I’m not arguing that eating animals is never acceptable. But the way we go about it surely seems to matter, and if it matters, the implications of it mattering are worth exploring more broadly.
> If the moral implications of killing animals are roughly the same as killing plants
There is a difference in killing and suffering. I advocate to eliminate suffering and kill humanely. That's not a concern with plants.
> Why is reflection on experience the bar and not experience itself?
It is for suffering, but not for a right to life. There is no 'person' without self-awareness. Thus I don't see a need to grant a right to life.
> Animals demonstrate learned behaviors, e.g. recognizing humans from memory and resuming friendly behavior based on that recognition. Similarly, avoidance of situations that are known to cause pain.
Animals, most mammals at least, are hardwired for socialization and to avoid harm. This doesn't really indicate anything.
> this reflection reveals are the same experiences that predate our ability to self reflect
That's the key though. Self-awareness is the distinction.
> I guess what I’m fundamentally not understanding in your argument is the basis for the idea that a species gaining self reflection somehow becomes the point at which it becomes immoral to kill or harm that species.
Without self-awareness, they are not a 'person', essentially just more complex automata. They can't shape their environment, they are just a part of their environment, following their instincts.
They don't think, therefore they are not.
> Furthermore, moral behavior can be found all throughout the animal world, with clear indications of love/protection, companionship, sharing/cooperation, reciprocity, memory of transgressors, etc.
Some of that is just programmed instinct, quite different from humans. For examples, some mothers will attack their young, does this mean they 'love' them, or they have a programmed instinct to protect their young? Some of those same mothers will eat some of their young also, keep in mind before you answer.
> I’d argue that gaining the ability to self reflect is the very thing that increases our moral obligations.
Sure, to reduce harm, but not to not take a life.
Take a cod for example. It has no self-awareness, no personhood, no traits worth valuing. Its body is worth more than it's life, and if killed humanely no harm is done.
> the implications of it mattering are worth exploring more broadly.
I agree. But I've spent the last few years debating and researching this stuff, and I've come to my conclusions. They are in line with our current scientific understanding, and unless something changes it's what will continue to make sense to me.

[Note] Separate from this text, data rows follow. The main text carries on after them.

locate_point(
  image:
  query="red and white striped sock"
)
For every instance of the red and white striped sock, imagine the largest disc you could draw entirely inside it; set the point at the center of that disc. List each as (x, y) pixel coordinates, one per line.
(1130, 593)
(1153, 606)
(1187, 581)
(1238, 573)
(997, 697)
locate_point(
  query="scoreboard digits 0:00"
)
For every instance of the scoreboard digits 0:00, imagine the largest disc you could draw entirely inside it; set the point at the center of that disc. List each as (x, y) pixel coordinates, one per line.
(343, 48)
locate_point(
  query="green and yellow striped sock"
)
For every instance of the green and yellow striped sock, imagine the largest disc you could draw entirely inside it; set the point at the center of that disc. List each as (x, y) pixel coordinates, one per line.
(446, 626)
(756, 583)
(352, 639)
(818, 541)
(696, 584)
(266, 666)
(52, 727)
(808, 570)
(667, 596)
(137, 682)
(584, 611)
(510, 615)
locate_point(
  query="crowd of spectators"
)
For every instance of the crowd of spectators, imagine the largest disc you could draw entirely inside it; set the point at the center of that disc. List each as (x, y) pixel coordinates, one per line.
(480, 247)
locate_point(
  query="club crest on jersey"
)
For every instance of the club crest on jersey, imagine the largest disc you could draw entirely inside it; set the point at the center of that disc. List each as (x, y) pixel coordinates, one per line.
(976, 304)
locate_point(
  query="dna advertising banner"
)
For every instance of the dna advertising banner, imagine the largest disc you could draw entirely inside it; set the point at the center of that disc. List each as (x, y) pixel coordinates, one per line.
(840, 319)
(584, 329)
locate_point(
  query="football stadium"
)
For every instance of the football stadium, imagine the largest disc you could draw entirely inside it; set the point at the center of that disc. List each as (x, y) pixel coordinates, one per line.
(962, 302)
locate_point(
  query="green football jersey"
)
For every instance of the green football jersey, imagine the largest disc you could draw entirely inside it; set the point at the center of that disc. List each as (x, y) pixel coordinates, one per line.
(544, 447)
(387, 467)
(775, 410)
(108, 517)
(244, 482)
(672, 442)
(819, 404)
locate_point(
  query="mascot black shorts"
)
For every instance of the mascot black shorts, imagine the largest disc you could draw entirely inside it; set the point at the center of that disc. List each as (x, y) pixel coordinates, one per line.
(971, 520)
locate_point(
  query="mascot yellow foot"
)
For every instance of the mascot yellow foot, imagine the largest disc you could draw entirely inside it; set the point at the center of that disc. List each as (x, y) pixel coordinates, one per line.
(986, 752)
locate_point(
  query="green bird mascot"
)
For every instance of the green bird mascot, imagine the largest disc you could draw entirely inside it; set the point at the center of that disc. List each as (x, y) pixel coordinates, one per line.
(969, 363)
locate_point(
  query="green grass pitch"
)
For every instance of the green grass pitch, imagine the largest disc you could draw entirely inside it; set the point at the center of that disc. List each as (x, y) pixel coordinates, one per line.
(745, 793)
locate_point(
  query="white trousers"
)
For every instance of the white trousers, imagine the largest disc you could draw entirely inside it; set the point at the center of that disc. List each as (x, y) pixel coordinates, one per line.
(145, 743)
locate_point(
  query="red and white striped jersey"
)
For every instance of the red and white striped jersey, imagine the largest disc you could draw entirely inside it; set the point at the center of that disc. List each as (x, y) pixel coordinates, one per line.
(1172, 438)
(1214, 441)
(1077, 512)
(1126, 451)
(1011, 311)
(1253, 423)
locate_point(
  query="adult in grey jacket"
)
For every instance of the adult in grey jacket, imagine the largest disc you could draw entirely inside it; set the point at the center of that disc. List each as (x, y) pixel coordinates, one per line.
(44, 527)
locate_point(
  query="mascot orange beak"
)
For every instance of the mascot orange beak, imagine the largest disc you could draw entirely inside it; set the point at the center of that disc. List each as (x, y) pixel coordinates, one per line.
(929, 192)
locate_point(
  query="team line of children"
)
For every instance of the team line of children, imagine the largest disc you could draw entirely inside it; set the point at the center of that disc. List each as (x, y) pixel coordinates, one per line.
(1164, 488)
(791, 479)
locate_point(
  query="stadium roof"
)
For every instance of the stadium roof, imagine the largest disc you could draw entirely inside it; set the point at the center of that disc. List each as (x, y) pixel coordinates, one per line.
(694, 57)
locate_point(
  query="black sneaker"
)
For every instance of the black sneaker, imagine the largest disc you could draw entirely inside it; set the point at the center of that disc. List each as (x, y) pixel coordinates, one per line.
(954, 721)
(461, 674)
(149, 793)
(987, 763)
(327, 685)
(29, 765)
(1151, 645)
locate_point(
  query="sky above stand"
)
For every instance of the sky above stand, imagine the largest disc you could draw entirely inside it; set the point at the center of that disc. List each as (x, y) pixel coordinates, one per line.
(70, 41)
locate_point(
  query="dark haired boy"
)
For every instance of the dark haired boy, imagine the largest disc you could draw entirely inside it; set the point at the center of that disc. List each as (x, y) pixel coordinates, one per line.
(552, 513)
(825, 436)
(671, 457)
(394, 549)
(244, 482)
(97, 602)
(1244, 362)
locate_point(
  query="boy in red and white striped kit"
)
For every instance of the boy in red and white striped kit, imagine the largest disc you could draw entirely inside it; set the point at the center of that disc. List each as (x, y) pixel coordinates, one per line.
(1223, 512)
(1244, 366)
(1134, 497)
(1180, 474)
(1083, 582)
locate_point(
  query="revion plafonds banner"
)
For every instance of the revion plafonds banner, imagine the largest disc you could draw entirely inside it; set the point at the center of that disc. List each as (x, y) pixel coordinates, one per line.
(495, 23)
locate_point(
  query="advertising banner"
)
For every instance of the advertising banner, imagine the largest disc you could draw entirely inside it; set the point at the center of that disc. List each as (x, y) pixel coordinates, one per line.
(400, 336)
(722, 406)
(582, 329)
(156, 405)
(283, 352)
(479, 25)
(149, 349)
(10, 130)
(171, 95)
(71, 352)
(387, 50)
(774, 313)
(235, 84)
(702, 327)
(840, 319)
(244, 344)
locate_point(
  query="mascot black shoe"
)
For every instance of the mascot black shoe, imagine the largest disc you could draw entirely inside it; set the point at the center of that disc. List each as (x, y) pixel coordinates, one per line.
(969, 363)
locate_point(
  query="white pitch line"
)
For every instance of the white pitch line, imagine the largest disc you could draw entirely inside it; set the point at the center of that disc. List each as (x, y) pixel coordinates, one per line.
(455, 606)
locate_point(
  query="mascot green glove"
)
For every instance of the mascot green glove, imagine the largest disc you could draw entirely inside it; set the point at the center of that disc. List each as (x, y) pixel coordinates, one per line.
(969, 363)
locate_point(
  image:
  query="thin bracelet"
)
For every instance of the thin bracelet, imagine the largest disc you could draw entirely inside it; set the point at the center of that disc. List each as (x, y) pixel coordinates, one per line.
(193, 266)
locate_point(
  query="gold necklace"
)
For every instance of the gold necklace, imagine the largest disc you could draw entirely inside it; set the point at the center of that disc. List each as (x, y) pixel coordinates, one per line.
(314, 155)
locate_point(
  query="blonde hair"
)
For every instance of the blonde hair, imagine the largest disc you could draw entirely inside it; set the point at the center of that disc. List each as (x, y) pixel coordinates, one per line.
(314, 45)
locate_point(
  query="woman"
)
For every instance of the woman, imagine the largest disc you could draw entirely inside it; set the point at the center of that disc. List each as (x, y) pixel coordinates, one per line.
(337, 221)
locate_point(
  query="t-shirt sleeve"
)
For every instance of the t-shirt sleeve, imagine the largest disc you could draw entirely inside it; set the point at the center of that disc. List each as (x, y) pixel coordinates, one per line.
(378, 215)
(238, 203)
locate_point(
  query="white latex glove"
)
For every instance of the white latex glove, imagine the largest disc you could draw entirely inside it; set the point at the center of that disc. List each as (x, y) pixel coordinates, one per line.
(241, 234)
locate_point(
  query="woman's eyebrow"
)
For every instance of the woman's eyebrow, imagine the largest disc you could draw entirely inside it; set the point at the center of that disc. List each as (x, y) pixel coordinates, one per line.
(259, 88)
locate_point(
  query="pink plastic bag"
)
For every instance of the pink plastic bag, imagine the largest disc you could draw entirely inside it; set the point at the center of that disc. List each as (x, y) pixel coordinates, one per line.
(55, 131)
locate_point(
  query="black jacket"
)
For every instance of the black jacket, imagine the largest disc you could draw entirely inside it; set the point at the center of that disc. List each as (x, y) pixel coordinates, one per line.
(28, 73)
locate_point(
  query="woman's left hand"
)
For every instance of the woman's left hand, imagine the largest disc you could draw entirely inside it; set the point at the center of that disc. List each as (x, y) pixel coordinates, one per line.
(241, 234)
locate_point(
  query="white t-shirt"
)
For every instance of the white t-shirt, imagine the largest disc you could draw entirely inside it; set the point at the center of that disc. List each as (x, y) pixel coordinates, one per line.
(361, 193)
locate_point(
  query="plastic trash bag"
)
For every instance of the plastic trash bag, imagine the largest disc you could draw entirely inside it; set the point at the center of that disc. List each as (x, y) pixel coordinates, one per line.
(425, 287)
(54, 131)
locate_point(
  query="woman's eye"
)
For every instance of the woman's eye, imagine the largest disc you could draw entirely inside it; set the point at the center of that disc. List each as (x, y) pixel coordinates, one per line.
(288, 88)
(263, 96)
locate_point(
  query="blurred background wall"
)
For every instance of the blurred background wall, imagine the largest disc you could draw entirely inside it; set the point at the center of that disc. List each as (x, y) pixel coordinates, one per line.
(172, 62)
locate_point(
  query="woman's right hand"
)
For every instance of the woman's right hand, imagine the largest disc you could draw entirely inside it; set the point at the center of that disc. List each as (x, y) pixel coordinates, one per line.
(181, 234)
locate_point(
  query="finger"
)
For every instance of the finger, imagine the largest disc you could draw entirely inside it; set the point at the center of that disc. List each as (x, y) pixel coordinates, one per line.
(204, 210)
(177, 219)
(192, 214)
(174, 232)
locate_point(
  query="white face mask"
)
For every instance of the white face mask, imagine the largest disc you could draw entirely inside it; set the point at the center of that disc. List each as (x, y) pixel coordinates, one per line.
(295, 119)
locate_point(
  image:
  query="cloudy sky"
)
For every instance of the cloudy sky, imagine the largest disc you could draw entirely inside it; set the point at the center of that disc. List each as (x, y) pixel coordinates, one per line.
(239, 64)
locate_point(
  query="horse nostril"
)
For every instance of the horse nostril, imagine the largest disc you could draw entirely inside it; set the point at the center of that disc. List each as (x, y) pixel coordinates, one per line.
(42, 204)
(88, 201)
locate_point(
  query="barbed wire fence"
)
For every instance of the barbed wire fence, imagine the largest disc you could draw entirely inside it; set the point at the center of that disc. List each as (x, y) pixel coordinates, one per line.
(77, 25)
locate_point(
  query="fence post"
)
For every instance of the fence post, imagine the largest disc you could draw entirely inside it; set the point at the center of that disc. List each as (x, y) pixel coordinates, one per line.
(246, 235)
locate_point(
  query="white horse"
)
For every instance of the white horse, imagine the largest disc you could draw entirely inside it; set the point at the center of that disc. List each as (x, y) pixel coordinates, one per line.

We can't really say for certain much at the moment, but what I stated makes the most sense based on the evidence we have.
> the non-self-aware impulse-to-live would still be enough for me to find it morally significant.
That non-self-aware impulse-to-live is morally equivalent to a plant seeking sunlight IMO.
> It would feel morally significant to me euthanizing a human neonate with a lethal condition that would otherwise prevent it from ever getting to a self-aware stage of life.
The difference is humans have an innate potential for self-awareness that the animals we eat for food do not.